Saudi Arabia may be the biggest telecommunications market in the Middle East but the kingdom needs to foster an ecosystem to bring all industry players closer together, a new report says. Worth about US$11.6 billion (Dh42.6bn), the Saudi telecoms market is expected to grow by another $1bn this year, more than the rest of the Gulf's telecoms markets put together. But several points need to be addressed to fully realise the potential of the telecoms market in the kingdom, says a report issued this week by Delta Partners, a telecoms consultancy based in Dubai.
Factors include managing a burgeoning youth demographic coupled with a surging appetite for robust broadband and mobile services. "With the forecast growth of broadband and the increasing proliferation of smart[phone] devices, there is an opportunity for players across the telecoms value chain to fill the gap with products and services that meet the Saudi customers' needs," said Josep Que, a partner at Delta Partners.
The Delta report points to the telecoms applications and services sector as the main area of opportunity in the kingdom. While most mobile subscribers rely on text messaging-related services, an influx of newer handsets such as the iPhone and the Samsung Galaxy have helped to drive the applications growth in Saudi Arabia. That has become a highly lucrative revenue stream for mobile operators. The proportion of data revenues such value-added services make up is estimated to increase to 38 per cent in 2014 from 25 per cent this year, Mr Que said.
He said mobile operators needed to be "bold and decisive" when providing innovative applications and services. "Mobile operators increasingly need to consider opportunities enabling them to go to market with applications and content services that are accessible by other operators' subscribers, not just their own network of subscribers," Mr Que said. "This increases the size of the revenue pie for both operators and content players."

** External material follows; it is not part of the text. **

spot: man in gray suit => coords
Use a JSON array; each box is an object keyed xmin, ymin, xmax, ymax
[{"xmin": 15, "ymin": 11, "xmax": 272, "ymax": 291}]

Content will remain an issue as well and more investment must be made in leveraging online partnerships to increase the reach of Arabic video and music, he said. Mr Que said the Saudi Arabian government would also play a vital part in creating an "enabling" environment for all these sectors to thrive in. "This needs to include an appropriate legal framework, such as content rights; and foster innovation of applications including local content, possibly through the creation of incubators and incentive programmes," he said.